Ribosomal profiling fractionation of RPE65 mRNA in ARPE-19 cells. A, NAM cultured cells; B, PYR cultured cells. Percentage distributions of RPE65, LRAT, MITF mRNAs in each fraction during ribosomal profiling on 7–47% sucrose gradients. The protein-coding mRNAs LRAT and MITF are used as positive controls, while the non-coding, and non-translated RNA RNU2 is used as a negative control. Fractions 1–5 - free mRNP, fraction 6–7–60 S ribosomal subunit, fraction 8 - monosomes and fraction 9–12 - polysomes. RNAs were quantitated by RT-PCR.

Fig. 7

Integrative Genomics Viewer (IGV) plots of RPE65 splice isoforms. Transcript variants of the RPE65 gene were analyzed by Oxford NanoporeTech PCR based cDNA sequencing and the transcripts compared by IGV. The upper sub-panel represent the NCBI annotation of the RPE65 gene. In the middle, the red splice isoforms were assembled from mRNAs from ARPE-19 cells differentiated using the PYR protocol, while the lower blue splice isoforms were assembled from mRNAs from postmortem human RPE. Arrows indicate the direction of isoform (sense or antisense).

Fig. 8

Effect of feeding ROS on NAM-cultured ARPE-19 cells.

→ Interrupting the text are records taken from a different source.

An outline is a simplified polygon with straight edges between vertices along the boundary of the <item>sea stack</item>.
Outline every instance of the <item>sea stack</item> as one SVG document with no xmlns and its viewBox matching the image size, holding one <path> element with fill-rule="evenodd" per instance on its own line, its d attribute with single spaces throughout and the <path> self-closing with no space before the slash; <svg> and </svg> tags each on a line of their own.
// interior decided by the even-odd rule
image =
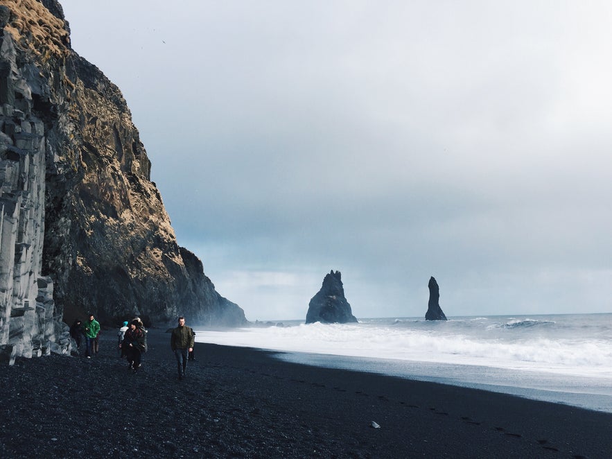
<svg viewBox="0 0 612 459">
<path fill-rule="evenodd" d="M 426 320 L 446 320 L 446 316 L 440 307 L 440 288 L 436 279 L 429 279 L 429 304 L 425 313 Z"/>
<path fill-rule="evenodd" d="M 344 288 L 340 271 L 333 270 L 326 275 L 321 290 L 308 303 L 307 324 L 320 322 L 324 324 L 357 322 L 351 311 L 351 305 L 344 297 Z"/>
</svg>

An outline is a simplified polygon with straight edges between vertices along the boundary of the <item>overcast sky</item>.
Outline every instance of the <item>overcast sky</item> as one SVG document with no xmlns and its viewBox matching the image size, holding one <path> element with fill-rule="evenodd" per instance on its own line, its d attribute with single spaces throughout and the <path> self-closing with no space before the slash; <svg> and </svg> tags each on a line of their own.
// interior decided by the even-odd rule
<svg viewBox="0 0 612 459">
<path fill-rule="evenodd" d="M 60 3 L 247 319 L 612 312 L 612 3 Z"/>
</svg>

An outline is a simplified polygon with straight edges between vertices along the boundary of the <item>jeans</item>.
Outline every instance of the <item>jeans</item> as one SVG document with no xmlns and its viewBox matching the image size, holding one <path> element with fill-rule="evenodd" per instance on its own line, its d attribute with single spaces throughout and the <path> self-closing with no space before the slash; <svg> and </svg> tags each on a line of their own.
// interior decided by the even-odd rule
<svg viewBox="0 0 612 459">
<path fill-rule="evenodd" d="M 176 357 L 180 378 L 185 376 L 185 370 L 187 368 L 187 354 L 189 353 L 189 349 L 176 349 L 174 351 L 174 356 Z"/>
<path fill-rule="evenodd" d="M 85 356 L 91 357 L 94 355 L 94 340 L 95 338 L 85 336 Z"/>
</svg>

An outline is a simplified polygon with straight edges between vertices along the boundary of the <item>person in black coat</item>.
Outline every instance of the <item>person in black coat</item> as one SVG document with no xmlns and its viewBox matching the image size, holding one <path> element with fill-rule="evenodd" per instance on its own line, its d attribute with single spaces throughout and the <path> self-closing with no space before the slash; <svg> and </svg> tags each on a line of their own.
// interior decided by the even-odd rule
<svg viewBox="0 0 612 459">
<path fill-rule="evenodd" d="M 147 350 L 144 332 L 138 325 L 137 320 L 132 321 L 121 346 L 123 354 L 125 354 L 128 359 L 130 369 L 134 371 L 140 367 L 142 353 Z"/>
</svg>

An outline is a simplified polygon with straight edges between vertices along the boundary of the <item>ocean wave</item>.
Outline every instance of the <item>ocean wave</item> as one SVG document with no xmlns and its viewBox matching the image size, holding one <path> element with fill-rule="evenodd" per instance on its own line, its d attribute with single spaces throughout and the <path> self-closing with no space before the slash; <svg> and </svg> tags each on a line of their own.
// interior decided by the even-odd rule
<svg viewBox="0 0 612 459">
<path fill-rule="evenodd" d="M 505 324 L 493 324 L 487 327 L 488 329 L 518 329 L 531 328 L 533 327 L 548 327 L 554 325 L 557 322 L 554 320 L 536 320 L 535 319 L 511 319 Z"/>
</svg>

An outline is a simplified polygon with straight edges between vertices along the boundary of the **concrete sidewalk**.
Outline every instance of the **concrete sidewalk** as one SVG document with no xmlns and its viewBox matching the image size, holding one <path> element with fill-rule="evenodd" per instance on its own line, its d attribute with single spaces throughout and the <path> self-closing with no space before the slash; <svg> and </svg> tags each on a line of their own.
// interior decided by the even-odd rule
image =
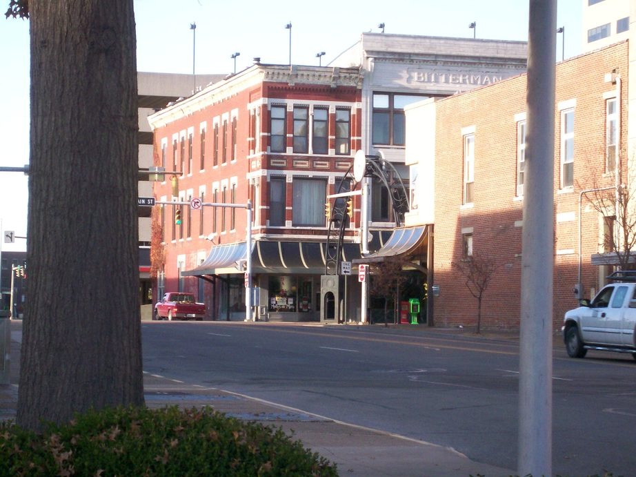
<svg viewBox="0 0 636 477">
<path fill-rule="evenodd" d="M 11 323 L 11 384 L 0 385 L 0 420 L 15 419 L 22 322 Z M 301 409 L 216 388 L 144 373 L 150 408 L 209 405 L 245 420 L 281 427 L 305 447 L 337 464 L 341 476 L 515 475 L 512 470 L 474 462 L 455 450 L 395 434 L 352 425 Z"/>
</svg>

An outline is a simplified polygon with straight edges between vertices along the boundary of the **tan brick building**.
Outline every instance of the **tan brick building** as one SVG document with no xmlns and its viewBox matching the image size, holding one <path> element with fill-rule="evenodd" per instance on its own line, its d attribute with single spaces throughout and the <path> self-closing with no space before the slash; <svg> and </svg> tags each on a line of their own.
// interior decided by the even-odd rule
<svg viewBox="0 0 636 477">
<path fill-rule="evenodd" d="M 626 177 L 620 151 L 627 144 L 627 41 L 556 66 L 555 330 L 577 304 L 579 273 L 580 294 L 588 298 L 610 271 L 592 264 L 592 257 L 608 251 L 611 219 L 590 204 L 595 193 L 584 191 L 613 186 L 616 164 Z M 479 253 L 497 266 L 484 295 L 481 326 L 519 327 L 526 81 L 522 75 L 406 108 L 406 162 L 418 184 L 407 225 L 434 224 L 437 326 L 475 324 L 477 300 L 451 264 Z"/>
</svg>

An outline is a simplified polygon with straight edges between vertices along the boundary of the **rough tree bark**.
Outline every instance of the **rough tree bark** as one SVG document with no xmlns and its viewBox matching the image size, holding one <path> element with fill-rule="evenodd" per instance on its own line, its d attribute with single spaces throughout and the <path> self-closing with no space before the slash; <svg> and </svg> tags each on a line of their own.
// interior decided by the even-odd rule
<svg viewBox="0 0 636 477">
<path fill-rule="evenodd" d="M 17 422 L 143 403 L 132 0 L 28 4 L 31 131 Z"/>
</svg>

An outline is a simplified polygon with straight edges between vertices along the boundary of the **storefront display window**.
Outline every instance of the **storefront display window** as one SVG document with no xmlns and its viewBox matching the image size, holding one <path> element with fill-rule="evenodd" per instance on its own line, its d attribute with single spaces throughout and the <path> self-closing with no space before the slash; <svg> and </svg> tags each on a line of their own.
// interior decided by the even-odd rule
<svg viewBox="0 0 636 477">
<path fill-rule="evenodd" d="M 296 276 L 270 276 L 270 311 L 300 312 L 311 311 L 312 279 Z"/>
</svg>

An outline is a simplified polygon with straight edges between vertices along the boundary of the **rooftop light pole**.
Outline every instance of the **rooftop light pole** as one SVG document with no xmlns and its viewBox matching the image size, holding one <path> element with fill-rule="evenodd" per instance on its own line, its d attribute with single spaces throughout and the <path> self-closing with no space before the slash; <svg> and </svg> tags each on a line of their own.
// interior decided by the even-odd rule
<svg viewBox="0 0 636 477">
<path fill-rule="evenodd" d="M 289 66 L 292 66 L 292 22 L 290 21 L 285 26 L 285 28 L 289 30 Z"/>
<path fill-rule="evenodd" d="M 557 28 L 557 33 L 563 35 L 561 37 L 561 61 L 562 61 L 566 59 L 566 27 L 559 26 Z"/>
<path fill-rule="evenodd" d="M 197 76 L 195 74 L 195 53 L 197 51 L 197 23 L 192 23 L 190 24 L 190 29 L 192 30 L 192 76 L 195 77 L 195 89 L 197 89 Z"/>
<path fill-rule="evenodd" d="M 232 59 L 234 60 L 234 74 L 235 75 L 237 74 L 237 57 L 239 56 L 239 55 L 241 55 L 241 53 L 239 53 L 239 52 L 237 52 L 236 53 L 232 53 L 232 56 L 230 57 L 230 58 L 232 58 Z"/>
</svg>

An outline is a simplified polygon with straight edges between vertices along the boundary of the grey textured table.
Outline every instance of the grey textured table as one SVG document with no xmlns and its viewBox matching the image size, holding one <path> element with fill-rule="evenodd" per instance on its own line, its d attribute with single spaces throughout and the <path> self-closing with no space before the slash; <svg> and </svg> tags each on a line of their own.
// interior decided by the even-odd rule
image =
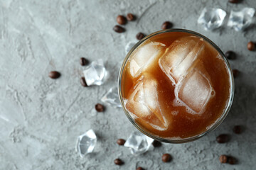
<svg viewBox="0 0 256 170">
<path fill-rule="evenodd" d="M 256 40 L 255 27 L 235 32 L 226 26 L 206 31 L 196 21 L 204 6 L 231 9 L 256 8 L 255 0 L 238 5 L 225 1 L 28 1 L 4 0 L 0 4 L 0 169 L 255 169 L 256 52 L 246 45 Z M 118 14 L 132 12 L 136 21 L 127 31 L 112 30 Z M 226 19 L 228 17 L 226 18 Z M 230 61 L 240 71 L 235 79 L 235 96 L 222 125 L 198 141 L 164 144 L 134 157 L 116 144 L 137 130 L 122 109 L 110 106 L 96 113 L 94 106 L 117 82 L 124 47 L 135 41 L 138 32 L 149 34 L 171 21 L 174 28 L 197 31 L 224 52 L 234 50 Z M 225 20 L 226 21 L 227 20 Z M 83 67 L 79 58 L 102 58 L 111 75 L 101 86 L 82 87 Z M 62 76 L 48 77 L 50 71 Z M 242 135 L 232 128 L 242 125 Z M 89 129 L 98 137 L 94 153 L 80 159 L 75 151 L 76 138 Z M 226 144 L 218 144 L 220 133 L 231 135 Z M 163 153 L 173 157 L 161 161 Z M 220 154 L 230 154 L 238 164 L 221 164 Z M 119 157 L 125 164 L 117 166 Z"/>
</svg>

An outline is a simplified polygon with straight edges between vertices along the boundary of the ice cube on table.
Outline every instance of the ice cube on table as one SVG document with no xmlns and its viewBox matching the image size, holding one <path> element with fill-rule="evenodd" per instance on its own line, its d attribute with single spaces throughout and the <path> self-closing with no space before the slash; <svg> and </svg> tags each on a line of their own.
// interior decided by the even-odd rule
<svg viewBox="0 0 256 170">
<path fill-rule="evenodd" d="M 84 157 L 87 154 L 92 152 L 97 142 L 97 137 L 92 130 L 89 130 L 85 133 L 78 137 L 76 151 L 80 157 Z"/>
<path fill-rule="evenodd" d="M 133 77 L 137 77 L 143 70 L 157 62 L 158 57 L 165 50 L 165 45 L 158 42 L 142 44 L 132 54 L 129 60 L 129 72 Z"/>
<path fill-rule="evenodd" d="M 125 107 L 135 118 L 149 124 L 153 128 L 163 130 L 169 121 L 164 117 L 159 101 L 158 81 L 144 74 L 135 85 L 135 89 L 126 101 Z"/>
<path fill-rule="evenodd" d="M 83 74 L 87 86 L 102 85 L 107 74 L 103 60 L 100 59 L 92 62 L 89 66 L 86 67 Z"/>
<path fill-rule="evenodd" d="M 190 113 L 202 113 L 210 98 L 215 95 L 208 76 L 207 74 L 203 74 L 194 69 L 176 84 L 175 95 Z"/>
<path fill-rule="evenodd" d="M 102 101 L 106 103 L 114 108 L 121 108 L 121 103 L 118 96 L 117 86 L 111 88 L 105 95 L 102 98 Z"/>
<path fill-rule="evenodd" d="M 138 155 L 145 153 L 150 147 L 154 140 L 139 132 L 134 132 L 124 143 L 132 154 Z"/>
<path fill-rule="evenodd" d="M 221 8 L 204 8 L 198 23 L 203 25 L 205 30 L 214 30 L 221 26 L 226 15 Z"/>
<path fill-rule="evenodd" d="M 255 13 L 255 9 L 252 8 L 244 8 L 240 11 L 231 10 L 228 26 L 234 28 L 237 31 L 245 30 L 252 23 Z"/>
<path fill-rule="evenodd" d="M 203 41 L 195 36 L 181 38 L 169 47 L 159 60 L 162 71 L 175 85 L 204 54 Z"/>
</svg>

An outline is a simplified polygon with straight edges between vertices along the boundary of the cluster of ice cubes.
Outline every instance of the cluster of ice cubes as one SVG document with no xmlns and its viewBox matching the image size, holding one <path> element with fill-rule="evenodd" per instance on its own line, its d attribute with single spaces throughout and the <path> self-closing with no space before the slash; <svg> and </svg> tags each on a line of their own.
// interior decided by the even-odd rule
<svg viewBox="0 0 256 170">
<path fill-rule="evenodd" d="M 231 10 L 228 26 L 235 30 L 243 30 L 252 23 L 252 18 L 255 9 L 253 8 L 244 8 L 241 11 Z M 198 23 L 203 25 L 205 30 L 214 30 L 220 28 L 225 20 L 227 13 L 221 8 L 205 8 L 203 9 Z"/>
<path fill-rule="evenodd" d="M 175 86 L 176 106 L 185 106 L 188 113 L 200 115 L 215 95 L 202 62 L 204 55 L 205 42 L 195 36 L 179 38 L 167 48 L 160 42 L 142 44 L 132 54 L 128 66 L 131 76 L 139 77 L 125 101 L 131 115 L 159 130 L 171 124 L 159 102 L 159 82 L 146 72 L 156 62 Z"/>
</svg>

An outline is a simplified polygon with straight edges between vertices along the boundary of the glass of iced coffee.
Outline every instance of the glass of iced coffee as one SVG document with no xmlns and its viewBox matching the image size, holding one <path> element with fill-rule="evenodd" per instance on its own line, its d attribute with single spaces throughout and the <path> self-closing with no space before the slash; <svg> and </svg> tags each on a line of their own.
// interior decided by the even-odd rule
<svg viewBox="0 0 256 170">
<path fill-rule="evenodd" d="M 119 76 L 119 94 L 132 124 L 155 140 L 182 143 L 223 122 L 233 98 L 230 67 L 209 39 L 164 30 L 137 43 Z"/>
</svg>

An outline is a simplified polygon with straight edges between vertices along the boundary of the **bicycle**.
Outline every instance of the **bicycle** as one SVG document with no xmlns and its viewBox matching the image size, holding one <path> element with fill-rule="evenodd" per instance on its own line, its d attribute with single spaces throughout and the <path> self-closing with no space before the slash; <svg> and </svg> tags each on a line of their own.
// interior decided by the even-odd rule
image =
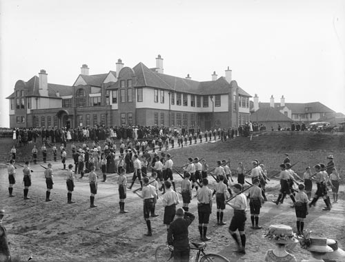
<svg viewBox="0 0 345 262">
<path fill-rule="evenodd" d="M 191 245 L 190 245 L 191 244 Z M 201 243 L 190 243 L 190 248 L 191 250 L 198 250 L 195 262 L 230 262 L 224 256 L 218 254 L 206 254 L 205 248 L 206 244 Z M 168 245 L 161 245 L 156 248 L 155 252 L 155 258 L 157 262 L 168 262 L 173 261 L 173 251 L 174 247 Z M 200 259 L 200 261 L 199 260 Z M 190 262 L 193 261 L 193 257 L 190 259 Z"/>
</svg>

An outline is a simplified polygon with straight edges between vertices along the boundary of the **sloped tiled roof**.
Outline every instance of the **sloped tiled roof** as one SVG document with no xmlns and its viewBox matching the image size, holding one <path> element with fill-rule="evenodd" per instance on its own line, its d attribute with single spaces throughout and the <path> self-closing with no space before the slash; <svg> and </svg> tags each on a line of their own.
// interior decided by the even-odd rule
<svg viewBox="0 0 345 262">
<path fill-rule="evenodd" d="M 311 103 L 285 103 L 285 106 L 290 109 L 294 114 L 326 112 L 333 113 L 335 111 L 328 108 L 320 102 Z M 259 103 L 259 108 L 269 108 L 270 103 Z M 284 107 L 280 106 L 280 103 L 275 103 L 275 108 L 281 110 Z M 308 108 L 308 110 L 306 109 Z"/>
<path fill-rule="evenodd" d="M 38 77 L 34 76 L 31 78 L 28 82 L 24 82 L 25 88 L 27 90 L 25 92 L 26 97 L 40 97 L 39 88 L 39 79 Z M 70 95 L 72 94 L 72 87 L 70 85 L 58 85 L 56 83 L 48 83 L 48 94 L 49 97 L 58 98 L 57 92 L 59 92 L 59 96 Z M 7 99 L 15 97 L 15 94 L 13 92 Z"/>
<path fill-rule="evenodd" d="M 259 108 L 250 114 L 250 120 L 255 122 L 264 121 L 291 121 L 291 119 L 282 114 L 278 110 L 273 108 Z"/>
</svg>

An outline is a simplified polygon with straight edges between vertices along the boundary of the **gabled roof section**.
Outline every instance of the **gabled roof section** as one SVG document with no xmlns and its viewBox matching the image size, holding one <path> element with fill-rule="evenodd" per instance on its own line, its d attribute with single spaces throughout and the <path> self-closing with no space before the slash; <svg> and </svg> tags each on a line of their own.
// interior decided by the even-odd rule
<svg viewBox="0 0 345 262">
<path fill-rule="evenodd" d="M 291 121 L 292 119 L 273 108 L 262 108 L 250 114 L 250 120 L 255 122 Z"/>
<path fill-rule="evenodd" d="M 328 107 L 326 106 L 320 102 L 311 103 L 285 103 L 285 106 L 290 109 L 294 114 L 305 114 L 305 113 L 334 113 Z M 268 108 L 270 103 L 259 103 L 259 108 Z M 284 107 L 280 106 L 280 103 L 275 103 L 275 108 L 281 110 Z"/>
</svg>

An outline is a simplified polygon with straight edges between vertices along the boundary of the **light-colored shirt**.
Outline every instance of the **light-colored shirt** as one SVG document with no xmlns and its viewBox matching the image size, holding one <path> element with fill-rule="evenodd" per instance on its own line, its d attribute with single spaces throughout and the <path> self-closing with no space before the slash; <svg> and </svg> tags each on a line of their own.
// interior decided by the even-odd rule
<svg viewBox="0 0 345 262">
<path fill-rule="evenodd" d="M 179 195 L 171 188 L 167 189 L 166 193 L 161 196 L 161 203 L 164 207 L 179 203 Z"/>
</svg>

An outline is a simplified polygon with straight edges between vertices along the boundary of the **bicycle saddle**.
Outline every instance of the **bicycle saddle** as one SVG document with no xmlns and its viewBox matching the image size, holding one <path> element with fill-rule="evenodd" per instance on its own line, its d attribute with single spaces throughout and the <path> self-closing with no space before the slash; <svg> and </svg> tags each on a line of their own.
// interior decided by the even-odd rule
<svg viewBox="0 0 345 262">
<path fill-rule="evenodd" d="M 206 245 L 204 242 L 201 242 L 201 243 L 194 243 L 194 242 L 192 242 L 192 244 L 193 244 L 193 245 L 195 248 L 204 248 Z"/>
</svg>

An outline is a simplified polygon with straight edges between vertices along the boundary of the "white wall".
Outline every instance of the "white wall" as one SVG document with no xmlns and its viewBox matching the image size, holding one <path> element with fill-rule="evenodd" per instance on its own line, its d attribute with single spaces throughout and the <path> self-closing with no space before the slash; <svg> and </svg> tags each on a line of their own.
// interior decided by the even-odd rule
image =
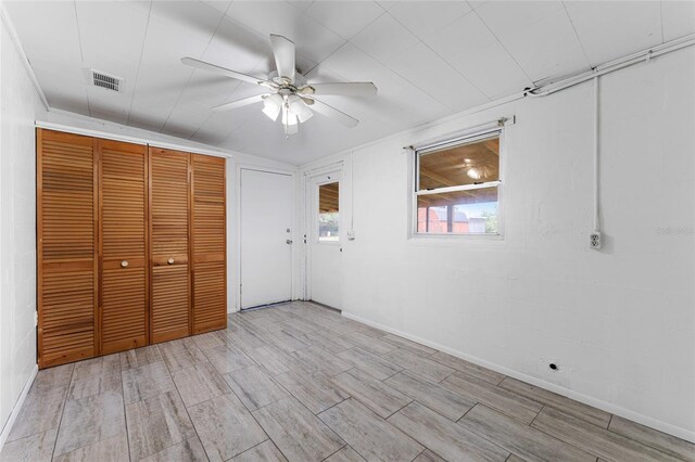
<svg viewBox="0 0 695 462">
<path fill-rule="evenodd" d="M 36 373 L 36 146 L 45 110 L 0 21 L 0 447 Z"/>
<path fill-rule="evenodd" d="M 355 150 L 344 315 L 695 440 L 694 81 L 693 48 L 602 78 L 601 252 L 591 82 Z M 507 115 L 504 240 L 408 239 L 402 146 Z"/>
</svg>

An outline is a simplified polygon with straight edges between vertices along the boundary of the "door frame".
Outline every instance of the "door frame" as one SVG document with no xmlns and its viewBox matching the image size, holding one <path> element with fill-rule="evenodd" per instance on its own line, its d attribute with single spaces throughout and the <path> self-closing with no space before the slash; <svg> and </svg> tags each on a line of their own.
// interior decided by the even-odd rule
<svg viewBox="0 0 695 462">
<path fill-rule="evenodd" d="M 313 193 L 313 180 L 316 177 L 319 177 L 321 175 L 327 175 L 327 174 L 331 174 L 331 172 L 338 172 L 340 174 L 340 184 L 342 185 L 344 180 L 345 180 L 345 168 L 344 168 L 344 162 L 343 161 L 338 161 L 334 162 L 332 164 L 328 164 L 321 167 L 317 167 L 314 168 L 312 170 L 306 170 L 304 171 L 304 188 L 303 188 L 303 193 L 304 193 L 304 201 L 303 201 L 303 207 L 302 207 L 302 214 L 303 214 L 303 218 L 304 218 L 304 268 L 303 268 L 303 272 L 304 272 L 304 278 L 303 278 L 303 296 L 302 299 L 304 300 L 311 300 L 312 299 L 312 234 L 314 232 L 314 209 L 313 209 L 313 200 L 314 200 L 314 193 Z M 327 181 L 330 182 L 330 181 Z M 338 187 L 340 188 L 340 185 Z M 340 190 L 339 190 L 340 191 Z M 338 231 L 338 235 L 340 236 L 340 242 L 339 245 L 342 247 L 343 242 L 342 239 L 344 238 L 344 230 L 343 230 L 343 215 L 342 215 L 342 208 L 340 203 L 342 202 L 340 200 L 341 195 L 339 193 L 339 198 L 338 198 L 338 206 L 340 209 L 340 230 Z"/>
<path fill-rule="evenodd" d="M 261 171 L 264 174 L 274 174 L 274 175 L 287 175 L 292 179 L 292 205 L 290 206 L 290 219 L 292 221 L 292 232 L 290 233 L 290 239 L 294 244 L 300 243 L 301 233 L 299 232 L 299 227 L 296 222 L 296 170 L 288 170 L 283 168 L 275 168 L 275 167 L 261 167 L 254 164 L 244 164 L 244 163 L 235 163 L 235 247 L 237 255 L 231 256 L 231 260 L 235 261 L 235 277 L 236 281 L 232 284 L 235 287 L 235 307 L 231 312 L 242 311 L 241 309 L 241 259 L 243 256 L 241 255 L 241 170 L 253 170 Z M 300 298 L 298 296 L 296 282 L 295 282 L 295 271 L 294 266 L 296 265 L 299 255 L 298 255 L 299 245 L 292 245 L 292 254 L 291 254 L 291 268 L 290 268 L 290 280 L 292 281 L 292 291 L 291 291 L 291 299 L 295 300 Z M 300 251 L 301 252 L 301 248 Z M 229 258 L 229 255 L 227 255 Z M 236 257 L 236 258 L 235 258 Z"/>
</svg>

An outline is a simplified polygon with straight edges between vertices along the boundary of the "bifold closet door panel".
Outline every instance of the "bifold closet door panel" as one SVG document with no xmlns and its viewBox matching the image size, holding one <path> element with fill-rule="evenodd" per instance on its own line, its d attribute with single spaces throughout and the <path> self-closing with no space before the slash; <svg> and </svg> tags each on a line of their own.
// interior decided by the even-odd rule
<svg viewBox="0 0 695 462">
<path fill-rule="evenodd" d="M 193 333 L 227 326 L 225 159 L 191 154 Z"/>
<path fill-rule="evenodd" d="M 191 332 L 190 155 L 150 147 L 150 343 Z"/>
<path fill-rule="evenodd" d="M 147 146 L 98 140 L 101 354 L 148 343 Z"/>
<path fill-rule="evenodd" d="M 39 367 L 98 354 L 94 140 L 37 129 Z"/>
</svg>

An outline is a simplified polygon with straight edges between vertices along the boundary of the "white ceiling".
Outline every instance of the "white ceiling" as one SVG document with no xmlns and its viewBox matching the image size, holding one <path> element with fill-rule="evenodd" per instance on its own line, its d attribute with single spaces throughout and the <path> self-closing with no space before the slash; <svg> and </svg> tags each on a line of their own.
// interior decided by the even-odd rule
<svg viewBox="0 0 695 462">
<path fill-rule="evenodd" d="M 51 107 L 292 164 L 379 139 L 695 33 L 693 1 L 5 1 Z M 184 66 L 258 76 L 269 34 L 296 43 L 309 81 L 365 81 L 377 99 L 325 98 L 362 121 L 316 115 L 285 139 L 262 91 Z M 125 78 L 87 85 L 86 68 Z"/>
</svg>

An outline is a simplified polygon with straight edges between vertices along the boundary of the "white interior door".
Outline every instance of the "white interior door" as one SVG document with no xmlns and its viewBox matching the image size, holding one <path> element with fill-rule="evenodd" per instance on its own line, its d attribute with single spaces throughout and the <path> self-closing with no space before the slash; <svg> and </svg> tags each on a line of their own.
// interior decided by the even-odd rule
<svg viewBox="0 0 695 462">
<path fill-rule="evenodd" d="M 241 169 L 241 308 L 292 298 L 290 175 Z"/>
<path fill-rule="evenodd" d="M 307 245 L 309 298 L 342 309 L 341 171 L 312 177 L 307 182 Z"/>
</svg>

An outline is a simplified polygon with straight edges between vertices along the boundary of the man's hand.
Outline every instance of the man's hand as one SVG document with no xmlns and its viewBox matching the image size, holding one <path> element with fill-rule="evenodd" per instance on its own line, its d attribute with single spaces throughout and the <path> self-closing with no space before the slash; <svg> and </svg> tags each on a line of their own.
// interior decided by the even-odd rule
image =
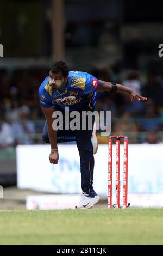
<svg viewBox="0 0 163 256">
<path fill-rule="evenodd" d="M 49 156 L 49 159 L 51 163 L 57 164 L 59 160 L 59 154 L 58 151 L 51 152 Z"/>
<path fill-rule="evenodd" d="M 132 91 L 130 93 L 130 95 L 131 97 L 131 101 L 133 103 L 135 103 L 135 102 L 136 100 L 147 100 L 147 98 L 145 98 L 144 97 L 142 97 L 142 96 L 139 95 L 137 93 L 135 93 L 135 92 Z"/>
</svg>

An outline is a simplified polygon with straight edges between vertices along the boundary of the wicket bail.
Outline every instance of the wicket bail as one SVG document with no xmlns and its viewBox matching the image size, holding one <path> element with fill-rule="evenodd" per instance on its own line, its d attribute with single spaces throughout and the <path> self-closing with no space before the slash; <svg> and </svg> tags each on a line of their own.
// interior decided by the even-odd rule
<svg viewBox="0 0 163 256">
<path fill-rule="evenodd" d="M 108 208 L 112 208 L 112 139 L 116 138 L 116 204 L 120 206 L 120 138 L 124 139 L 123 208 L 127 208 L 128 137 L 123 135 L 112 136 L 109 138 Z"/>
</svg>

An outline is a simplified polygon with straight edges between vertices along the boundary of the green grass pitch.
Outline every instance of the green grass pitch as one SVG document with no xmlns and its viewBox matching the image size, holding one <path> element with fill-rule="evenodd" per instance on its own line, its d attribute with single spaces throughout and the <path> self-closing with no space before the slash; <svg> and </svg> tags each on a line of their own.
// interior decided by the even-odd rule
<svg viewBox="0 0 163 256">
<path fill-rule="evenodd" d="M 2 210 L 0 245 L 163 245 L 163 209 Z"/>
</svg>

A. ROS feeding reduces the expression of RPE65 mRNA in ARPE-19 cells. RPE65 transcript was measured by qPCR; n = 3. B. Differentially regulated miRs in ROS-fed ARPE-19 cells. Cluster analysis heatmap of down-regulated and upregulated miRs in ROS-fed NAM-cultured ARPE-19 cells (NICROS) compared to unfed NAM- cultured ARPE-19 cells (NIC). Red represents miRNAs with higher expression levels, blue represents miRNAs with lower expression levels. Color from red to blue represents the log10(TPM + 1) value from larger to smaller; ****=p < 0.0001, n = 3.